Conçu comme un scénario réaliste et exigeant, mené à la fois sur camps militaires et en terrain libre au contact de la population, ORION vise à tester la planification stratégique, la montée en puissance, l’interopérabilité, la logistique et la conduite d’opérations multi-milieux et multi-champs sur la durée. L’exercice a aussi servi de laboratoire grandeur nature pour identifier les faiblesses, expérimenter de nouvelles doctrines et préparer les forces françaises à des engagements majeurs, prolongés et coordonnés au sein de coalitions internationales.
Qu’attendre d’ORION 26 ?
Actifs et réservistes, une seule force
Comme en 2023, une des spécificités de l’exercice tient dans l’intégration pleine et entière de la réserve opérationnelle. Aux côtés des militaires d’active, les réservistes ne jouent pas un rôle secondaire puisqu’ils renforcent directement les unités, apportant des compétences issues de leurs parcours civils, des expertises techniques, numériques, logistiques ou médicales.

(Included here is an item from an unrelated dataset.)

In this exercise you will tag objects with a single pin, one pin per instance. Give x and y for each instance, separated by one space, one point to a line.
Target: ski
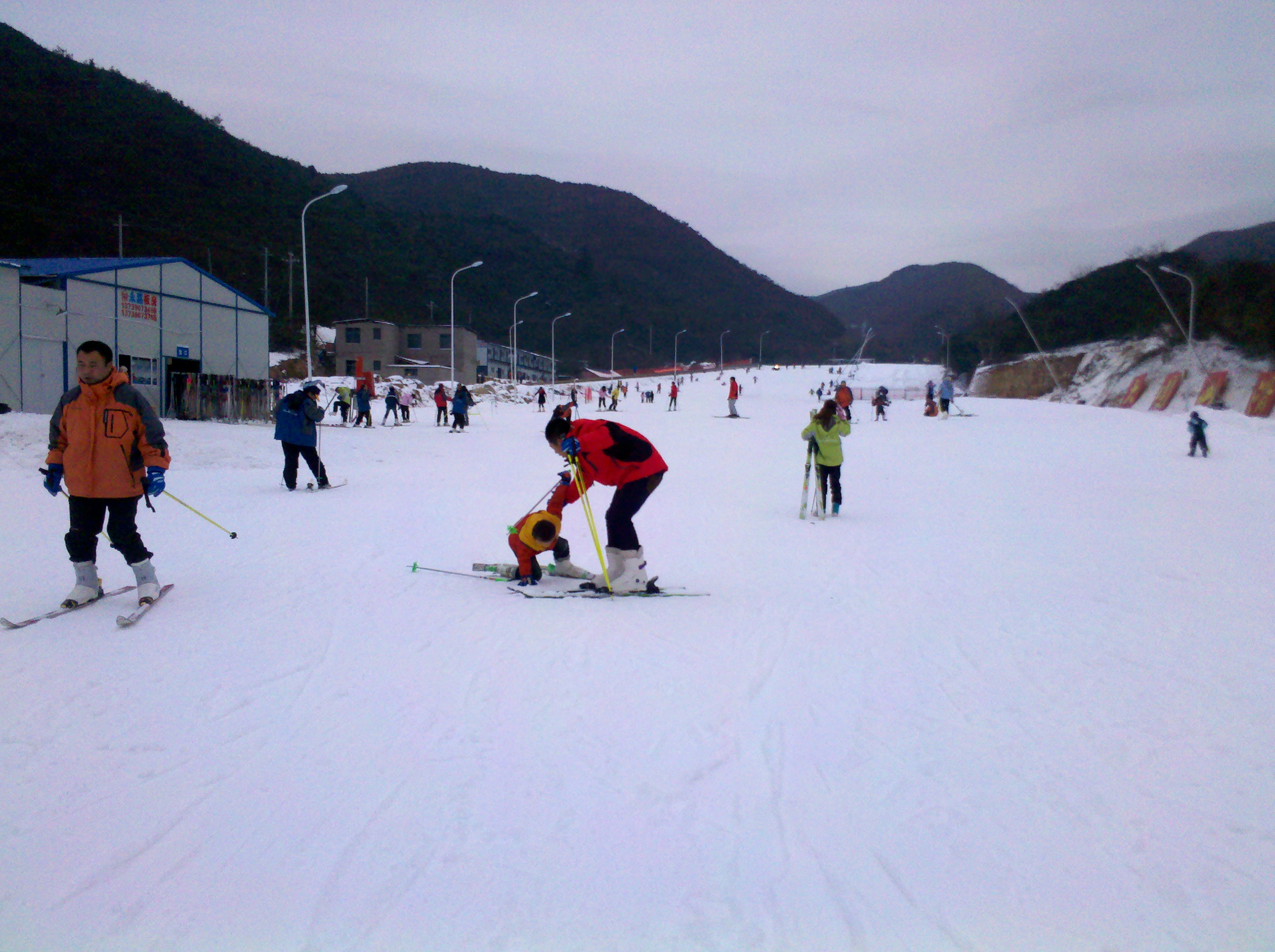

ORION 26 illustre ainsi une armée profondément ancrée dans la société, capable de monter en puissance rapidement en s’appuyant sur un réservoir humain immédiatement mobilisable.
Le soutien, nerf de la guerre mis à l’épreuve
Dans un conflit de haute intensité, le combat ne tient pas sans logistique. ORION 26 place donc les chaînes de soutien au cœur de la manœuvre. Approvisionner, réparer, ravitailler, soigner, alimenter en énergie, maintenir les flux malgré les contraintes et les perturbations : tout est testé. Deux chaînes fonctionnent en parallèle. L’une assure le soutien réel des forces engagées. L’autre, volontairement « joueuse », subit les aléas de l’exercice, simulant les ruptures, les pénuries et les frictions propres à un engagement prolongé. Objectif : éprouver la résilience du système, pas seulement son efficacité sur le papier.
Le numérique comme colonne vertébrale
Pour coordonner un exercice de cette ampleur, les systèmes d’information et de communication sont déterminants. Encore plus qu’en 2023, ORION 26 s’appuie sur des réseaux sécurisés et résilients, capables d’absorber des volumes massifs d’échanges, de fonctionner sous contrainte et de rester opérationnels en situation dégradée. Les capacités du commissariat numérique de défense, les systèmes propres aux forces, mais aussi les outils de simulation viennent renforcer le réalisme de l’ensemble. L’exercice ne teste pas seulement les soldats, il met à l’épreuve l’architecture numérique de la défense française.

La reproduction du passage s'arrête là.